The sacred flame came to Japan after being ignited in Olympia, Greece, and traversing South, Southeast and East Asia. When the flame arrived in Kagoshima on September 9, 1964, one of the many torch relay runners, a sports store owner, took his torch back home with the flame still alive. When the principal of the local elementary school saw the flame, he said he wanted his students to see it.
And thus was born the idea to keep the Olympic flame alive, where it finally settled in a city youth training center. It was called the Flame of Hope. And for decades, residents of Kagoshima would over the years request the honor of using the Olympic flame to ignite fires for weddings, festivals and camp outings. For all intents and purposes, the Flame of Hope became an Eternal Flame, at least that is what the people of the youth training center dedicated to protecting.
Then one day in November, 2013, the flame went out, although no one really knew that until recently. In reports that came out only last week in October 2017, the head of the youth training center admitted this: “I saw with my eyes that the flame went out on November 21,” he added. “We re-lit the fire and kept it going for about two weeks, but I thought that was not good.”
According to that AFP report, the head of the center was feeling considerable pressure at that time as the news of Tokyo’s selection for the 2020 Olympics was bringing considerable attention to Kagoshima and the legacy of the eternal flame from 1964. “At that time, I could not say something that could destroy (people’s) dreams,” added the official, who declined to be named.

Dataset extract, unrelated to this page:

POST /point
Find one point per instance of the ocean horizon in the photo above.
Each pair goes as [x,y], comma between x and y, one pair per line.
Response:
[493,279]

With so many people requesting use of the Flame of Hope, the guilt over deceiving the public had reached its breaking point, so he recently decided to come clean. In the past four years, the Flame of Hope had actually been re-lit by a magnifying glass and sunlight in December, 2013.
But you have to feel for the employees of the Kagoshima youth training center – to see hope flicker out before their very eyes. Fortunately, hope takes on many forms, and still fuels expectations for greatness in 2020.